How does what she want, as conflicting with reality as it is, any different in substance to what transgender people want, and to what you are demanding people respect by colluding with the delusion?

Her brother, Joshua Dolezal, put it down to being raised in a "cultish" Pentecostal family.

But I still don't consider her unfortunate story particularly relevant to any given person's gender identity, or the moral issues concerning civil conversation.
But why don't you?

Gender is an abstraction, race somewhat less so.
'Gender' is certainly an 'abstraction', since a gender identity is a thought in a person's head. So, if 'gender identity' can be a thought in a person's head about what they want their sex to be, why don't you leave room for a 'race identity'?


Assuming she was also polite to me, I'd be polite to her. But since we don't have race based pronouns it wouldn't be difficult at all.
We don't, and that's a major point of difference, but it actually goes against something you said earlier. The difference between men and women is so fundamental and not at all abstract that many languages have different pronouns (and some decline nouns differently) based on it. Yet, we don't see the same thing for race. It seems to me race is even more abstract than gender identity.


At the same time, if she got all woke black activist on my ass I'd respond in kind.
Tom

*Maybe she should run for high office, like POTUS. It's worked before.~
 
not giving people what they ask for, when it is unconditionally given to some regardless of complete overlap otherwise, is just the act of being a bigoted asshole.
Non. Bullying others into complying with fantasy is just the act of a sadistic fuckface.
 
not giving people what they ask for, when it is unconditionally given to some regardless of complete overlap otherwise, is just the act of being a bigoted asshole.
Non.
If this is incorrect I'm sure you can point out how.
Pronoun usage is not 'giving people what they ask for', whether those pronouns align with gender identity or not. Your framing is mistaken.
 
I hate to ask you again, Tom, since you seem to be the only one to attempt to answer questions about her, but what makes Dolezal a 'psychotic fraudster'?
Rachel Dolezal is, at least, her third name.

She claimed her father is black.

She claimed she was sexually molested by her brother.

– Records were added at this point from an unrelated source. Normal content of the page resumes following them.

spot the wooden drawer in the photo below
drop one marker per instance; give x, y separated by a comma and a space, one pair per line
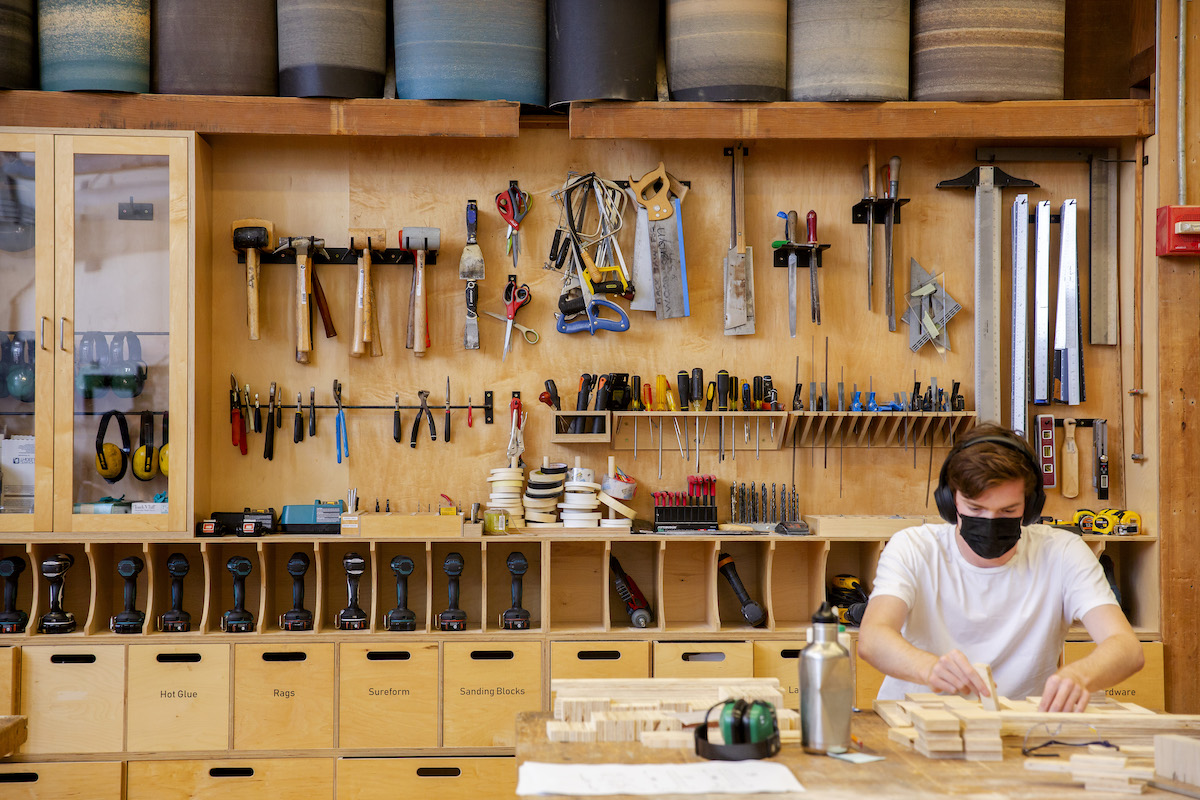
1145, 687
484, 686
280, 779
10, 680
388, 696
781, 660
703, 660
178, 697
599, 660
65, 781
444, 779
73, 697
283, 696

She smolletted the police.

Those are the first four that come to mind. Just the parts of the Rachel Dolezal story, or should I say the "Nkechi Amare Diallo" story, that come to mind.

According to Wikipedia.

I don't trust everything I read on the internet. Especially when it's about a hot button issue. But there's so much detailed information I came to the conclusion that she's a psychotic fraudster. Nothing about race or transracial anything.
I could be wrong. I dunno.
Tom
 
I hate to ask you again, Tom, since you seem to be the only one to attempt to answer questions about her, but what makes Dolezal a 'psychotic fraudster'?
Rachel Dolezal is, at least, her third name.
Right...so?

When transgender people get a second name, or a third name (see Veronica Ivy, nee Rachel McKinnon, nee Rhys McKinnon), is that a sign that they are psychotic fraudsters? Indeed, since trans activists have succeeded in creating a cultural proscription on deadnaming, they appear to be a lot better placed at erasing the past than Dolezal is.

She claimed her father is black.
Don't transgender males claim to be women? Why is one a fraudulent claim but not the other?

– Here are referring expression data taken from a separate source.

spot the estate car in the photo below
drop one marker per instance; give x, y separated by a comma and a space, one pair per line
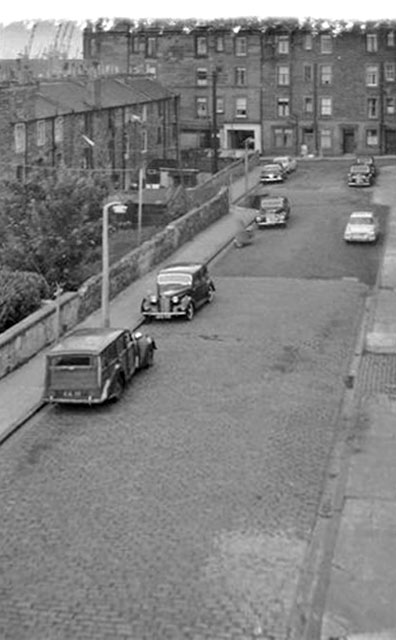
181, 288
272, 173
362, 226
273, 211
92, 365
360, 175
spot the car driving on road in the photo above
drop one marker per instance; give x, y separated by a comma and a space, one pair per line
273, 211
362, 226
181, 288
272, 173
360, 175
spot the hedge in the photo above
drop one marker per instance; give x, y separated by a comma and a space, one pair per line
21, 293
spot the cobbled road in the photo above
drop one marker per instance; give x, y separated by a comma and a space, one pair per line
183, 511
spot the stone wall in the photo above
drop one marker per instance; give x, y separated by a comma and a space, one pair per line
28, 337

She claimed she was sexually molested by her brother.
I did not know about that claim, but if it is a false claim that is awful behaviour from Dolezal.

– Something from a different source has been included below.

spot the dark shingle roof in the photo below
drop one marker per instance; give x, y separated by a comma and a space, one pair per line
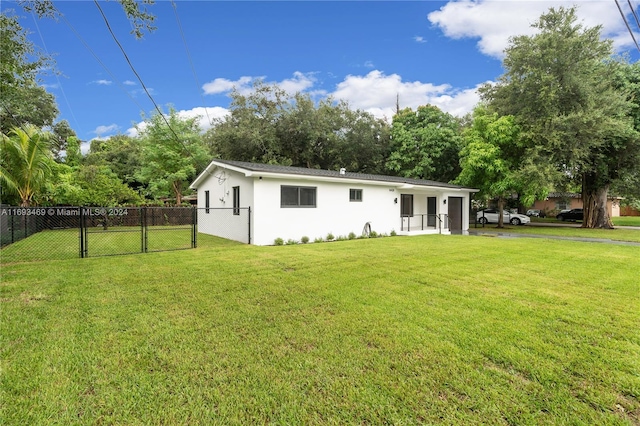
273, 168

She smolletted the police.

Those are the first four that come to mind. Just the parts of the Rachel Dolezal story, or should I say the "Nkechi Amare Diallo" story, that come to mind.

According to Wikipedia.

I don't trust everything I read on the internet. Especially when it's about a hot button issue. But there's so much detailed information I came to the conclusion that she's a psychotic fraudster. Nothing about race or transracial anything.
I could be wrong. I dunno.
Tom
There are other people who have a transracial identity who are not Dolezal. The YouTube personality Oli London, for example. Do you believe his claim to be trans-Korean should be respected?